Dans le Credo, nous professons notre foi en l’Église « une, sainte, catholique et apostolique ». Plus nous nous efforçons de chercher des étincelles de vérité aux confins du monde, plus nous occultons le feu dévorant de l’Évangile. Dans le monde, il existe des milliers de cultures… Laquelle allons-nous choisir pour « adapter » la liturgie ? Et pourquoi celle-là et pas une autre ? Dans de nombreuses cultures, il manque le vocabulaire théologique qui peut définir correctement ce que nous exprimons dans notre foi catholique. D’autre part, il me semble que « l’expérience » malheureuse des soixante dernières années est plus éloquente que tout ce que je viens de vous dire.
En quoi la liturgie peut-elle être missionnaire ?
La liturgie exprime ce en quoi nous croyons, comment nous croyons, en qui nous croyons et la révérence que nous Lui devons… C’est pourquoi nous ne pouvons pas prendre cela à la légère. L’une des grandes erreurs de notre temps est de croire que la « participation active » à la liturgie consiste à gesticuler avec les mains et le corps, à faire du bruit et à jouer des instruments de musique, etc. Je demanderais humblement : oseriez-vous faire cela sous la Croix, en voyant votre Maître mourir dans d’horribles souffrances ? Non ? Alors pourquoi pendant la Sainte Messe ? Le Catéchisme de l’Église catholique nous enseigne que la messe est le même sacrifice de la Croix, offert sur nos autels… La destruction du caractère sacré de la liturgie en de nombreux endroits a été et reste la principale catastrophe de notre époque.

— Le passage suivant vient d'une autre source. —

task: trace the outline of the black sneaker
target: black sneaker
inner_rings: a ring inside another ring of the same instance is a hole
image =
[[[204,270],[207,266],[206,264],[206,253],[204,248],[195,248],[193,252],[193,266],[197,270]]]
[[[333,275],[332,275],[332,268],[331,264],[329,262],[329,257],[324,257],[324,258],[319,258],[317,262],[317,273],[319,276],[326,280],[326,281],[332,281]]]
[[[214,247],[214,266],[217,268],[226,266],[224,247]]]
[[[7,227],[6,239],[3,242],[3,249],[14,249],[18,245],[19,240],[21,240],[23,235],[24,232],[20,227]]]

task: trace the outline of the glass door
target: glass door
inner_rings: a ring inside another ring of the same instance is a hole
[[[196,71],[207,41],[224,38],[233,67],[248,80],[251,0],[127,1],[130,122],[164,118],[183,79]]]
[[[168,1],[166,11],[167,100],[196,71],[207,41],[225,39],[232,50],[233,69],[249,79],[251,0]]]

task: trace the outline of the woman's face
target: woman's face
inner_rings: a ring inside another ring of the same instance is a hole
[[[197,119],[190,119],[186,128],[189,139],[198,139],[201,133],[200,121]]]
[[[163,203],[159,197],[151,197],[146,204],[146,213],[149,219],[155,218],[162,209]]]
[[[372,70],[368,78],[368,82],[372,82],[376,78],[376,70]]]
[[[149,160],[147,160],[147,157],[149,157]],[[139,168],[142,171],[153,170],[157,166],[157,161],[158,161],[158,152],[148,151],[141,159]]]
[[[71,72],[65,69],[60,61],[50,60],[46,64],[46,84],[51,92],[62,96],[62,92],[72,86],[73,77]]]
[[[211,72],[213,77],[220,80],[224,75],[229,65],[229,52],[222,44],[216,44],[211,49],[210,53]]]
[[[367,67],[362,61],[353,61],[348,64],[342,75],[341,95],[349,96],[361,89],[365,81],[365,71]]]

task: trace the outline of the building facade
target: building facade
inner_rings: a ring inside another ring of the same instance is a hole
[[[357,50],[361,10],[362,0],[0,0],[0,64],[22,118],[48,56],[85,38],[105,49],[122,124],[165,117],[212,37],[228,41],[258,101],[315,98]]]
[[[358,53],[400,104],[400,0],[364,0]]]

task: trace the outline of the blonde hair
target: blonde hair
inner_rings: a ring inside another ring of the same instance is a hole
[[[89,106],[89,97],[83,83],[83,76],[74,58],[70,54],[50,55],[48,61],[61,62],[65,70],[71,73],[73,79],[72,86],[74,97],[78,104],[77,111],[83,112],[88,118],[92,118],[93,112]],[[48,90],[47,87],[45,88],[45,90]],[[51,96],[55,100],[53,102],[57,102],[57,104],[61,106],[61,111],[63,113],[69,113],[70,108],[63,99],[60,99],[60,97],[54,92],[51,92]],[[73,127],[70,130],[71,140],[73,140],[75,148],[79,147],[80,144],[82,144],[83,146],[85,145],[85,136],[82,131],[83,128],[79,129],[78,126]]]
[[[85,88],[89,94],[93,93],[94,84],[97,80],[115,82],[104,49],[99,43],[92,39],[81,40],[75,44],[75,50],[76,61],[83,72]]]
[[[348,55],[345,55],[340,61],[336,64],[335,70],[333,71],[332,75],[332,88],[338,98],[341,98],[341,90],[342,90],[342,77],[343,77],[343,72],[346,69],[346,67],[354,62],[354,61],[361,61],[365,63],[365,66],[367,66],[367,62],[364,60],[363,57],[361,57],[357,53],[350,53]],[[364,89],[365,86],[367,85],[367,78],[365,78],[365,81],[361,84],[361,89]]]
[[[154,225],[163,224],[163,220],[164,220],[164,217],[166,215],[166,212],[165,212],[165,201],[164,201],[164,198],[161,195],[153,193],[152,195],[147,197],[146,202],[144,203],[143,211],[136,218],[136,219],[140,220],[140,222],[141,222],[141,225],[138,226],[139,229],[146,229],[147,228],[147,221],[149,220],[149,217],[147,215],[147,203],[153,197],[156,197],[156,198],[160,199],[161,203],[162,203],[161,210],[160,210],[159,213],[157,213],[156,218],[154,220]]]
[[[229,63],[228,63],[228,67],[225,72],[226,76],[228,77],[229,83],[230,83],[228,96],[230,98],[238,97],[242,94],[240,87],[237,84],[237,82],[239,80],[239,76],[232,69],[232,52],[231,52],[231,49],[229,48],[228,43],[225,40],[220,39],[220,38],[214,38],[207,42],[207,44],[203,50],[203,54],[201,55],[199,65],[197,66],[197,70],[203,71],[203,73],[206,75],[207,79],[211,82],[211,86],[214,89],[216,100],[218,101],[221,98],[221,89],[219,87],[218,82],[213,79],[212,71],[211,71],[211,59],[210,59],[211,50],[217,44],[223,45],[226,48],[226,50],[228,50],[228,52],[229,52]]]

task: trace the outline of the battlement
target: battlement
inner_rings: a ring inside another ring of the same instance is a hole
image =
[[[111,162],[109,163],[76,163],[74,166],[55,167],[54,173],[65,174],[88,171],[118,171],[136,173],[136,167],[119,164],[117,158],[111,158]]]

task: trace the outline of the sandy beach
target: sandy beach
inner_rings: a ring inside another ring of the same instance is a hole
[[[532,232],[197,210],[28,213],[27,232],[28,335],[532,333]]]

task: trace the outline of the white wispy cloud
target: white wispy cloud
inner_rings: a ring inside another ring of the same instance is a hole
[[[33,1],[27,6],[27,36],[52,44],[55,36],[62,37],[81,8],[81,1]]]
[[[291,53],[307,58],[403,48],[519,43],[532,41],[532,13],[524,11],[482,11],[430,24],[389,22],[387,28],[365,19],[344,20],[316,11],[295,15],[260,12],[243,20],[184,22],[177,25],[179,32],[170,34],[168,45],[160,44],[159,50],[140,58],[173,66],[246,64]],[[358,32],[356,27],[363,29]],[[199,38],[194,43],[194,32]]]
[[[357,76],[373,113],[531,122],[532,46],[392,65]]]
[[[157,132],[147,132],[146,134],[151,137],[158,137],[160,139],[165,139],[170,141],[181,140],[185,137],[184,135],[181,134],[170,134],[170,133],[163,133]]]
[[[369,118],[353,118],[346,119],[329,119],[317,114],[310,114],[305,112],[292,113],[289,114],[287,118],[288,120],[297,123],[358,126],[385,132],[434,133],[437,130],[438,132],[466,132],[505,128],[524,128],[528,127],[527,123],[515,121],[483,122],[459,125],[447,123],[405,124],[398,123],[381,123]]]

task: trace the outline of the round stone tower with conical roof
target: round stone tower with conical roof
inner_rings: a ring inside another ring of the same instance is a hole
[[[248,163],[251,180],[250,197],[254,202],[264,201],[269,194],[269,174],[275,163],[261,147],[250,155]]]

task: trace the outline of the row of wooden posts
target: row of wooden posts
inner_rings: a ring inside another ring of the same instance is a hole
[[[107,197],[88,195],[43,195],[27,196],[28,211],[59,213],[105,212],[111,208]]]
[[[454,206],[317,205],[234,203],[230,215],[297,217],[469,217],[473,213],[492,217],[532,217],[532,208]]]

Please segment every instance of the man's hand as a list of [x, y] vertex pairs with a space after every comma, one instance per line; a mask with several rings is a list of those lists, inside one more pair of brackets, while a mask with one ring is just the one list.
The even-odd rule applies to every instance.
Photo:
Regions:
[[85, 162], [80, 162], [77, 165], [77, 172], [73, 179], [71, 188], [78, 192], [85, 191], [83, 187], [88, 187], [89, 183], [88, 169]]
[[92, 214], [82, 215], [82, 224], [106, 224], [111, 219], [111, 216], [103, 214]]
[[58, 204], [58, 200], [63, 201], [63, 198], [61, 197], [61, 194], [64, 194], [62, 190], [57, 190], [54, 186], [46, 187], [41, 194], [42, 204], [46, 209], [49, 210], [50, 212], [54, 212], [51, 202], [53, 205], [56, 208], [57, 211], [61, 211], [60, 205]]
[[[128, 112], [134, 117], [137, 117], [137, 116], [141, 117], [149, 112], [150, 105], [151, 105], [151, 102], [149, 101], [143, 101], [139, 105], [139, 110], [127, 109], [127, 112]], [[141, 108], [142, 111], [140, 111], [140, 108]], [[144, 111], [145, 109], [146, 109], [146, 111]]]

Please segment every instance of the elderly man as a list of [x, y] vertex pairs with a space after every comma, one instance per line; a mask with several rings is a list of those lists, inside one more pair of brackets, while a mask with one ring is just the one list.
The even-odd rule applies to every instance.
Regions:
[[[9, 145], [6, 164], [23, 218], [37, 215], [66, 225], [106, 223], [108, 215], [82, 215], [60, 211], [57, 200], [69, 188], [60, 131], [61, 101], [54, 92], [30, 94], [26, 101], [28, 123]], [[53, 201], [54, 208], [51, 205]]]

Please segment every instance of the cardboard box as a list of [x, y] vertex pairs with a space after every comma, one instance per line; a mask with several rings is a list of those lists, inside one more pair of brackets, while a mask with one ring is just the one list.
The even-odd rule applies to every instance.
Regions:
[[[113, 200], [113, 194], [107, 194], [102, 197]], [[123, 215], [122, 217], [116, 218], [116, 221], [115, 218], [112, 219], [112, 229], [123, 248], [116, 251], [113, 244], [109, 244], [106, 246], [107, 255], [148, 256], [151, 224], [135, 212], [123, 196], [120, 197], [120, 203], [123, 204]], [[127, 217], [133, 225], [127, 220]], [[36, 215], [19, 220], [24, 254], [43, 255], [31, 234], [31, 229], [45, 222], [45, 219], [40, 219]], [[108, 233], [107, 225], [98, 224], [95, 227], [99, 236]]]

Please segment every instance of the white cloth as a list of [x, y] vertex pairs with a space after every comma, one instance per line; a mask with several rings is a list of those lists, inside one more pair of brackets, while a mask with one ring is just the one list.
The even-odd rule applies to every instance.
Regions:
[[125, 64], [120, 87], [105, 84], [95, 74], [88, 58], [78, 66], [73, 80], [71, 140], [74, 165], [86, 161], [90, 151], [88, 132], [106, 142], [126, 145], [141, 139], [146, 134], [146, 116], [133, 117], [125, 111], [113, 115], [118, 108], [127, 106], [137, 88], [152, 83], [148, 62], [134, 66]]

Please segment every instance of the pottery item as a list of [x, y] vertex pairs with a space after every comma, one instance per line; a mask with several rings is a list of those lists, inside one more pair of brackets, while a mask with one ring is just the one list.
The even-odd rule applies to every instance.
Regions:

Les premiers missionnaires, lorsqu’ils se rendaient dans des pays étrangers sans en connaître la langue, se contentaient de célébrer la Sainte Messe avec révérence, et les païens étaient attirés par ces « beaux gestes », se détournant de leurs cultes païens pour se tourner vers ce Dieu véritable qui était tant respecté par les missionnaires. La liturgie elle-même était un appel à la conversion. C’est exactement ce qui se passe aujourd’hui… Tous les continents, mais surtout l’Europe et l’Amérique, sont témoins de la conversion d’un nombre massif de jeunes, non pas grâce aux prédicateurs célèbres de notre temps, ni grâce à des thaumaturges, mais grâce à la liturgie traditionnelle… Personne ne peut, en toute bonne foi, le nier ! C’est le Saint-Esprit qui révèle toute la Vérité, comme l’a promis Notre-Seigneur. De nos jours, de nombreux documents du Magistère nous invitent à nous ouvrir à l’écoute de l’Esprit… Je pense que c’est le moment, plus que jamais, d’écouter ce que l’Esprit du Seigneur communique à l’Église de notre temps à travers les milliers de jeunes qui cheminent ensemble avec joie, tout en faisant d’importants sacrifices, à la recherche de la Vérité.
La Congrégation de la Sainte-Croix
Fondée en 1976 par Mère Maria Stieren, missionnaire bavaroise en Tanzanie, avec l’aide du Franciscain italien Cornelio Del Zotto, pour s’occuper des pauvres, la Congrégation de la Sainte-Croix (à ne pas confondre avec la Congrégation de Sainte-Croix, fondée au Mans en 1873 par le bienheureux Basile Moreau) comporte deux branches : les Mères et les Missionnaires de la Sainte-Croix. Les religieuses sont plus d’une centaine, tandis que les Missionnaires comptent 20 prêtres (de plusieurs nationalités différentes) et 17 frères convers. C.V.